1.なぜ「ユーザーが意図せず」発生させてしまうのか(本質)
Access は 小規模データベース向けの簡易ツールでありながら、
・ファイル構造が複雑
・メモリ管理が脆弱
・32bit制限が残っている
・マルチコア非対応の部分がある
・クエリ最適化が自動で行われないという「古い設計」が残っているため、普通の業務運用でも限界を踏みやすいのです。
2.Access のメモリ不足は「あなたのせい」ではなく「Access の仕様」
■あなたが普通に使っていても、Access の内部仕様が原因でメモリ不足を誘発します。
特に 2GB制限・32bit制限・クエリの非効率・ロック膨張・マルチコア問題 が重なると、誰でも再現します。

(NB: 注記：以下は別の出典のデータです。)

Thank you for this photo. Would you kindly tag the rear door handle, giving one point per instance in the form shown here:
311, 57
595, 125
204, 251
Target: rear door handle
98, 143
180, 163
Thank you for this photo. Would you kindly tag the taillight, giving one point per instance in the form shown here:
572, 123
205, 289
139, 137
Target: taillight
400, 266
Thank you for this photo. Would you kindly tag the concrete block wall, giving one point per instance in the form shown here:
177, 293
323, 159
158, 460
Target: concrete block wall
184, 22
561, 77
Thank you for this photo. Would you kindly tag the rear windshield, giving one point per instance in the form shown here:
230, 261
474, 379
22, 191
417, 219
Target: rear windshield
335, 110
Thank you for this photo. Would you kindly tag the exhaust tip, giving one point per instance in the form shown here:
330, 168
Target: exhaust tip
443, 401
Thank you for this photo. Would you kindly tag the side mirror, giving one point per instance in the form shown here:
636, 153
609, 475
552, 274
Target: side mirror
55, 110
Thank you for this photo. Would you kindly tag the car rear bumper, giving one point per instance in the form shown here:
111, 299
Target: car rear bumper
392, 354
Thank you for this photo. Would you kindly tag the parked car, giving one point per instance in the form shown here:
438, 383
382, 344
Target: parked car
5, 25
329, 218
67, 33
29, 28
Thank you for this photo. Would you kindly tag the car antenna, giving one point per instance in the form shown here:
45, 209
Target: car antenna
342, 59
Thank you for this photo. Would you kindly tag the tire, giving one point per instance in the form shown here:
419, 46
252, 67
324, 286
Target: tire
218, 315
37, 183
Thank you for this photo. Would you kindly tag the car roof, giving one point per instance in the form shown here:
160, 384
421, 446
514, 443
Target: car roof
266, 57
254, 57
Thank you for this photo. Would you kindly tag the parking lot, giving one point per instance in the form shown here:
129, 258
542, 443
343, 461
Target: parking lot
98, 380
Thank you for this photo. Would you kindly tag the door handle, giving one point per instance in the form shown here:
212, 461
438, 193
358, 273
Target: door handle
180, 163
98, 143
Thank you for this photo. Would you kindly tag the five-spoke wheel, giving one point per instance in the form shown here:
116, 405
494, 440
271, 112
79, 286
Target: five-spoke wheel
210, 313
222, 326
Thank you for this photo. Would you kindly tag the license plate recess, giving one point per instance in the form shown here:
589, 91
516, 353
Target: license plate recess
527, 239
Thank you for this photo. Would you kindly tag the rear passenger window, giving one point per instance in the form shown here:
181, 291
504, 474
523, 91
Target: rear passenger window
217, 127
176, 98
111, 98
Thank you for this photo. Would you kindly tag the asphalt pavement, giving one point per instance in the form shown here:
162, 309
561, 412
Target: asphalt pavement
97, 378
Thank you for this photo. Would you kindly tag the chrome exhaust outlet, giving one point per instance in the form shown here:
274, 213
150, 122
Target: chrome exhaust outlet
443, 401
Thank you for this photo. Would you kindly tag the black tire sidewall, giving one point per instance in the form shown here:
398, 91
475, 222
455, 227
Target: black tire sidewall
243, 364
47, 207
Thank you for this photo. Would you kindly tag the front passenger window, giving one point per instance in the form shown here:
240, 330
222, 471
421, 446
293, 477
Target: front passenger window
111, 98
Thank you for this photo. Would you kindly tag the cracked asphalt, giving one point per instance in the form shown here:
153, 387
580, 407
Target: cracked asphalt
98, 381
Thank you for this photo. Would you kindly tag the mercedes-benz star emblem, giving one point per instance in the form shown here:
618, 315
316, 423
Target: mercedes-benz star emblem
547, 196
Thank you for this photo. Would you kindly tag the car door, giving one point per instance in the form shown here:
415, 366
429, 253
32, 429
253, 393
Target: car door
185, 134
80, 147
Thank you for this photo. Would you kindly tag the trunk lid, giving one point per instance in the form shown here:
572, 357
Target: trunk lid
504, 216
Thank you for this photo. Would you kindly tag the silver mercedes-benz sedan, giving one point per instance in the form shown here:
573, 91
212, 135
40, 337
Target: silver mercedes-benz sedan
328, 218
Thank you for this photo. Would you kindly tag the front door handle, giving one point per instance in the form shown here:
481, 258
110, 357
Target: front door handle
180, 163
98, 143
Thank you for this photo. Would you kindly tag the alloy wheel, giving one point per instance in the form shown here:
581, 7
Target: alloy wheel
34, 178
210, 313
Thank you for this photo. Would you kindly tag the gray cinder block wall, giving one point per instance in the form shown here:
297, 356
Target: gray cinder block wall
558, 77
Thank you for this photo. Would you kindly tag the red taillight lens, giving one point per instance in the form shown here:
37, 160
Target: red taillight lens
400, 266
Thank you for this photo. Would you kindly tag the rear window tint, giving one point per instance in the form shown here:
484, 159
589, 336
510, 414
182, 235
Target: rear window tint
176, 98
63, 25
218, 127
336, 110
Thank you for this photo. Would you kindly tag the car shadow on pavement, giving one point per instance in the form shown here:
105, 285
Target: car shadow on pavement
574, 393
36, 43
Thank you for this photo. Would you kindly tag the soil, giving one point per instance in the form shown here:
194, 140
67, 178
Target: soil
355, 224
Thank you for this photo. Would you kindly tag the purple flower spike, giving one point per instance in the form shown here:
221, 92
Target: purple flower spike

■64bit版のAccessを採用しても「完全には大丈夫ではない」。
32bit特有のメモリ上限(2GBプロセス制限)は解消されるが、Access 固有の制限(2GBファイル上限・クエリ最適化不足・ロック膨張・マルチコア問題)はそのまま残るため、メモリ不足は依然として発生し得ます。
■64bitにしても「Access の限界」は残る
| 項 目 | 32bit | 64bit |
| プロセスのメモリ上限 | 2GB | 大幅に増加(改善) |
| Accessファイルの2GB制限 | あり | あり(変わらず) |
| ロック数上限(MaxLocksPerFile) | あり | あり(変わらず) |
| マルチコア問題 | あり | あり(変わらず) |
| 大量データクエリの安定性 | 弱い | 改善するが限界あり |
64bit版にすると「32bit特有のメモリ上限」は解消されるが、Access固有の構造的制限は残るため、メモリ不足は依然として起こり得る。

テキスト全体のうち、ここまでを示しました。